Contacts: Dr. Roger Coulston & Jing Zhang, Chemistry (both i-Teams alumni)
Mentors: Dr. Julian White, Skalene

The next generation of “smart” materials will require molecular self-assembly to achieve the high degrees of functionality and complexity that are required for a wide range of applications. Such materials are already used as heat absorbers, self-healing paints, optical sensors and drug delivery mechanisms, and many other uses are possible.

The research collaboration led by Prof. Chris Abell and Dr. Oren Scherman has developed a new technique for manufacturing such functional materials in large volumes, using supramolecular stimuli-responsive polymers. Aqueous microfluidic droplets dispersed in oil are used as templates for building discrete supramolecular assemblies. These form large highly uniform microcapsule structures with interesting optical properties.

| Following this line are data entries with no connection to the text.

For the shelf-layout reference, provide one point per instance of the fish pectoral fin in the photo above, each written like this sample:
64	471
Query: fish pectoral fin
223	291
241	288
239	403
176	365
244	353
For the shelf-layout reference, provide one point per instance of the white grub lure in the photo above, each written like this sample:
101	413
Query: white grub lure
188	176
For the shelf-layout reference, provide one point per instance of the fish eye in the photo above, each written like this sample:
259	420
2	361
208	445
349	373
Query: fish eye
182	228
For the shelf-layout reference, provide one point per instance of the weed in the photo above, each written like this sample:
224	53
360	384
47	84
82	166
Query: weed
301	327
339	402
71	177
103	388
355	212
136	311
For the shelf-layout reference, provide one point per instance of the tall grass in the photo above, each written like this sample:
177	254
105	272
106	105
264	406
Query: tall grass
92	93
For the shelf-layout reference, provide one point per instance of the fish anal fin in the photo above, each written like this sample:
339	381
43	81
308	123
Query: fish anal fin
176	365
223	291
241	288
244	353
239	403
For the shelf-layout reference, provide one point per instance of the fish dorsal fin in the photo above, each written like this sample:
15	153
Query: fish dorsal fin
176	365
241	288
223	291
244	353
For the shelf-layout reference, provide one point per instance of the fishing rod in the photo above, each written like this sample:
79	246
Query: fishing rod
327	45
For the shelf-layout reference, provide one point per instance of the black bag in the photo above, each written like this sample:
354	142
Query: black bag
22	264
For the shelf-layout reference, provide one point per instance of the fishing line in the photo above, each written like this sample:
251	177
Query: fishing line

Different materials can be incorporated into the shell wall to vary the materials properties of the capsules. In addition, the hollow shells can be readily loaded with biological or industrially-relevant materials.

Advantages of this technique include the ability to control the porosity of the microcapsules (and hence the speed of passive release of the contents held inside the shells), and the ability to use environmental stimuli such as light, pH and temperature to trigger active release of the contents. If sensing materials are enclosed in the microcapsules, then the material can be used as a sensor to monitor manufacturing processes on a parts per billion scale.

The difficulty for the researchers is that each application will need a tailored set of microcapsules, which need to be developed and tested. They are looking to their i-Team to investigate and recommend the most commercially-viable applications of the new platform technology, to enable them to focus their efforts most effectively.